Let $\nu$ be a bounded signed measure and $\mu$ be a $\sigma$-finite measure such that $\nu << \mu$. I want to show that there exists an $f \in \mathcal L(\mu)$ such that $\nu = f \cdot \mu$.
And I assume the result holds if $\mu$ were finite.
So the procedure is pretty straightforward: Choose a sequence of pairwise disjoint and finite measure sets $F_n\uparrow \Omega$ and define finite measures $$\mu_n(F)=\mu(F\cap F_n)$$ $$\nu_n(F)=\nu(F\cap F_n)$$ Then $\nu_n << \mu_n$ and so there exist Radon-Nikodym derivates $f_n = \frac{d\nu_n}{d\mu_n}$. We can extend these functions to all of $\Omega$ by defining them to be $0$ on $F_n^c$.

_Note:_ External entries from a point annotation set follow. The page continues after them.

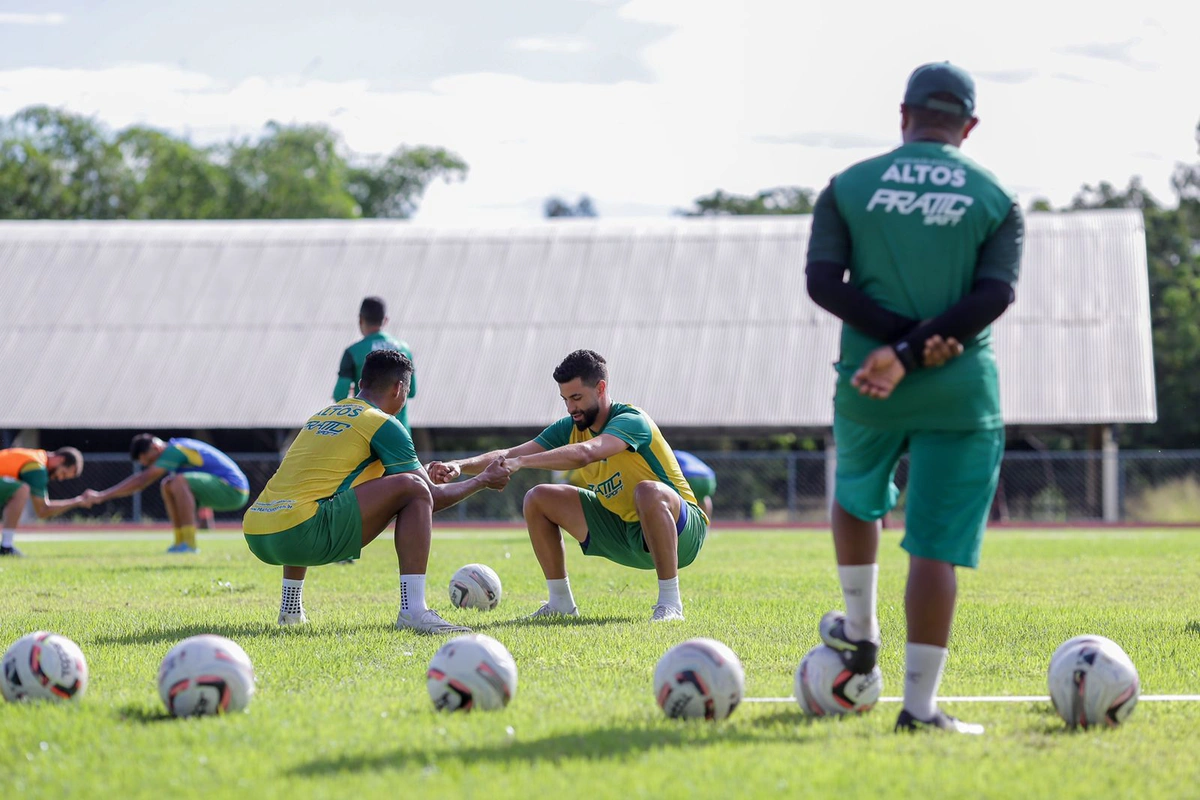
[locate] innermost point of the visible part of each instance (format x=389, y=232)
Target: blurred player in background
x=925, y=234
x=349, y=473
x=195, y=474
x=25, y=475
x=637, y=510
x=372, y=317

Then we set $f=\sum_{n=1}^\infty f_n$ and quite clearly $\nu(F)=\int_F f \, d \mu$ but my question is why is $f$ integrable?
We have
$$\int |f| \, d\mu = \sum_{n=1}^\infty \int_{F_n} |f| \, d\mu = \sum_{n=1}^\infty \int |f_n| \, d\mu = \sum_{n=1}^\infty \left(\int_{(f_n>0)} f_n \, d\mu - \int_{(f_n<0)} f_n \, d\mu \right)$$
How can we proceed to get a bound from there?